Given these perceptions, one of the principal objectives of the recently passed legislation known as the SECURE Act and SECURE 2.0 is to incent more employers to establish retirement plans for their employees regardless of a company’s size. This is significant because of all the workers who are not offered a plan by their employers, fewer than half (46%) are saving for retirement. This is not good for anyone.
The SECURE Act and SECURE 2.0 seek to reduce the administrative burdens of offering a retirement plan and to make it more cost effective for small businesses to adopt a qualified retirement plan. Certain aspects of the legislation and other developments are making the formation of new retirement plans more conducive, such as:
SECURE 2.0 establishes a new tax credit to offset plan startup costs and expands an already-existing credit. This startup tax credit has increased to 100% for companies with 50 or fewer employees extended for several years. This means that in most cases, the cost to start a plan might be fully offset by the tax credits. (Please consult your tax expert.)
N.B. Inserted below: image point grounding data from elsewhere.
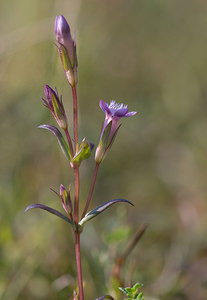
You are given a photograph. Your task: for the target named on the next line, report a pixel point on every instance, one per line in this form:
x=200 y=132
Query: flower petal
x=121 y=112
x=104 y=106
x=131 y=113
The legislation expands the capability for employers to join a pooled plan arrangement such as a multiple employer plan (MEP), or a pooled employer plan (PEP).
Professionally managed investment services such as target date and target risk funds, and model portfolios have become widely available options in 401(k) or similar plans. Given that 57% of workers would prefer to rely on outside experts to monitor and manage their retirement savings, they are more interested and willing to participate in a new plan because of these developments.
Employer matching is NOT required if starting a plan so employees can still make payroll contributions and enhance their retirement outcomes.
The administration of a retirement plan for the employer has been streamlined and simplified due to huge advances in the information and technological systems available in retirement plans provided by the industry experts that run these plans. Employees can manage their own investments and plan needs such as enrollment, savings amounts, and investment changes much more easily than in the past, thus greatly reducing the burden on the employer.
Will these help? Together, they all should. We have already seen some progress ourselves and are actively working with small and medium-sized companies to get more employees started on better retirement paths. For us, no company is too small, startup expense is not too great, and all employees are interested in a better retirement outlook.